Chocolate Sauce
A rich homemade chocolate syrup made with Dutch-process cocoa, vanilla bean paste, and just enough salt to enhance the chocolate flavor. Perfect for mochas, cold brew, lattes, chocolate milk, and desserts.
This chocolate syrup is optimized for coffee drinks while remaining thick enough to use as an ice cream topping. Using Dutch-process cocoa powder creates a smoother, darker chocolate flavor, while vanilla bean paste adds depth that regular vanilla extract cannot match.
Adapted from: 5-Minute Homemade Chocolate Syrup
Ingredients
¾ cup Dutch-process cocoa powder, sifted
For a richer chocolate flavor, increase to ¾ cup plus 2 tablespoons.
Dutch-process cocoa powder produces a smoother, darker chocolate flavor than natural cocoa powder.1 cup granulated sugar
1 cup water
1–2 tablespoons vanilla bean paste
¼–½ teaspoon kosher salt
The salt level may seem high, but it significantly enhances the chocolate flavor and helps balance sweetness.
Directions
In a small saucepan, whisk together the sifted cocoa powder, sugar, and water over medium heat until smooth.
Sifting the cocoa powder is strongly recommended.
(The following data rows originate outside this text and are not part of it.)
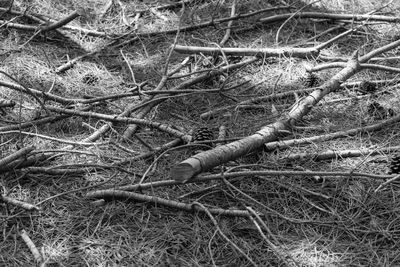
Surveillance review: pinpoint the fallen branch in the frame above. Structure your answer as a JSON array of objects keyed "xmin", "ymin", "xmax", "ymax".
[
  {"xmin": 1, "ymin": 195, "xmax": 40, "ymax": 211},
  {"xmin": 172, "ymin": 35, "xmax": 400, "ymax": 182},
  {"xmin": 40, "ymin": 10, "xmax": 80, "ymax": 32},
  {"xmin": 374, "ymin": 174, "xmax": 400, "ymax": 192},
  {"xmin": 55, "ymin": 5, "xmax": 290, "ymax": 70},
  {"xmin": 20, "ymin": 230, "xmax": 43, "ymax": 265},
  {"xmin": 47, "ymin": 105, "xmax": 190, "ymax": 142},
  {"xmin": 259, "ymin": 11, "xmax": 400, "ymax": 24},
  {"xmin": 86, "ymin": 189, "xmax": 250, "ymax": 217},
  {"xmin": 282, "ymin": 145, "xmax": 400, "ymax": 162},
  {"xmin": 264, "ymin": 115, "xmax": 400, "ymax": 151},
  {"xmin": 310, "ymin": 62, "xmax": 400, "ymax": 73},
  {"xmin": 0, "ymin": 79, "xmax": 83, "ymax": 105},
  {"xmin": 117, "ymin": 5, "xmax": 291, "ymax": 48},
  {"xmin": 0, "ymin": 153, "xmax": 50, "ymax": 173},
  {"xmin": 0, "ymin": 146, "xmax": 35, "ymax": 167},
  {"xmin": 219, "ymin": 0, "xmax": 236, "ymax": 46},
  {"xmin": 174, "ymin": 27, "xmax": 358, "ymax": 59},
  {"xmin": 0, "ymin": 7, "xmax": 107, "ymax": 37},
  {"xmin": 0, "ymin": 131, "xmax": 107, "ymax": 146},
  {"xmin": 171, "ymin": 52, "xmax": 362, "ymax": 182},
  {"xmin": 86, "ymin": 170, "xmax": 390, "ymax": 197}
]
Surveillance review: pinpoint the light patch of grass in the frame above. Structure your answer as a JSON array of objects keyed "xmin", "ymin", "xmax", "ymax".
[
  {"xmin": 41, "ymin": 239, "xmax": 70, "ymax": 263},
  {"xmin": 287, "ymin": 240, "xmax": 342, "ymax": 267}
]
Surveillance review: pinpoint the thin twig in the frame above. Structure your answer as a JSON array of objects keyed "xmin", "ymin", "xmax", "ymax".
[{"xmin": 193, "ymin": 201, "xmax": 258, "ymax": 267}]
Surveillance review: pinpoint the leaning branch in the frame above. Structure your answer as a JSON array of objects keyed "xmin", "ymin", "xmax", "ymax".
[
  {"xmin": 86, "ymin": 189, "xmax": 250, "ymax": 217},
  {"xmin": 171, "ymin": 52, "xmax": 361, "ymax": 182},
  {"xmin": 259, "ymin": 12, "xmax": 400, "ymax": 24},
  {"xmin": 174, "ymin": 27, "xmax": 356, "ymax": 59}
]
Unsifted cocoa tends to form clumps that become more noticeable as the syrup cools.
Bring to a gentle simmer, stirring frequently.
Do not allow the mixture to reach a rolling boil.
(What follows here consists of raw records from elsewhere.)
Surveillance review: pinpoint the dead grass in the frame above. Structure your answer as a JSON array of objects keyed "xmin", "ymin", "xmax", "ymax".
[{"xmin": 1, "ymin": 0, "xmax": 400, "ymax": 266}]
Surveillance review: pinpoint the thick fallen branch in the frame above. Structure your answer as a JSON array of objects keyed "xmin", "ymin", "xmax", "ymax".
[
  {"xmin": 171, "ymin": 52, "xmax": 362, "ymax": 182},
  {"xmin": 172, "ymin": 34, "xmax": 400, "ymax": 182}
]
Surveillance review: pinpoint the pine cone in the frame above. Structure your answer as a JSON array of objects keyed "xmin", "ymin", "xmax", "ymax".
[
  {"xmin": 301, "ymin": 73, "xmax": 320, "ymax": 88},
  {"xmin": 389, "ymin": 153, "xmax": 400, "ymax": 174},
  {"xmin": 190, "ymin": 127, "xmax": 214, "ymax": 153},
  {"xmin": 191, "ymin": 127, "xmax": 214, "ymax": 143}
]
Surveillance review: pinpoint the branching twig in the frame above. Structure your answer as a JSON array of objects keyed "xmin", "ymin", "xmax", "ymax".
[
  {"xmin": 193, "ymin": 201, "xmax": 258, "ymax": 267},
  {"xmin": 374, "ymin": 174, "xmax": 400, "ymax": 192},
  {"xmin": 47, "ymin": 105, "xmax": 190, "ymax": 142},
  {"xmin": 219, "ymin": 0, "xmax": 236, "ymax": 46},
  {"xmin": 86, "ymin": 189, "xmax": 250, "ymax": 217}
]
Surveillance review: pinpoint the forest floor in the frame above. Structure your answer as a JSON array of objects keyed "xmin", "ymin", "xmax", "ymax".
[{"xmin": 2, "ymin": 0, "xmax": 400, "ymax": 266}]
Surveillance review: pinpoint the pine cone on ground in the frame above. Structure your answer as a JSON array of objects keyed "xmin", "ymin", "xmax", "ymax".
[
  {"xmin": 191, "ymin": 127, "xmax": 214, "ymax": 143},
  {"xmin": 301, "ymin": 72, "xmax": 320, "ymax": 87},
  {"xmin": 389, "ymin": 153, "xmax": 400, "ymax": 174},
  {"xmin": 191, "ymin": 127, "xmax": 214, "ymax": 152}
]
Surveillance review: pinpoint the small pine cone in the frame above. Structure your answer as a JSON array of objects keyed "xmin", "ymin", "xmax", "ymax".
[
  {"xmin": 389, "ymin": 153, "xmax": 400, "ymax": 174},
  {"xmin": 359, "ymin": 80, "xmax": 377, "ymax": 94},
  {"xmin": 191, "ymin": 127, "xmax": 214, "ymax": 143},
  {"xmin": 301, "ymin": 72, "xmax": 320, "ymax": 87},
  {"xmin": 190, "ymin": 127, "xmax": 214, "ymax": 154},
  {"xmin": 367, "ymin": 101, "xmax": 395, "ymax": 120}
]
Simmer to your desired consistency.
For a thinner syrup that dissolves easily into iced coffee and cold brew, barely simmer before removing from heat.
For a thicker syrup with more body and texture in cold drinks, simmer for 3–5 minutes.Remove from heat and stir in the vanilla bean paste and kosher salt until fully incorporated.
Allow the syrup to cool slightly, then transfer to a glass bottle or jar.
Refrigerate until fully chilled before serving.
The syrup will continue to thicken as it cools.
Store in a sealed container in the refrigerator for up to 1 month. Shake or stir before using if any separation occurs.
This syrup works especially well in mochas, iced lattes, cold brew, chocolate milk, and over vanilla ice cream.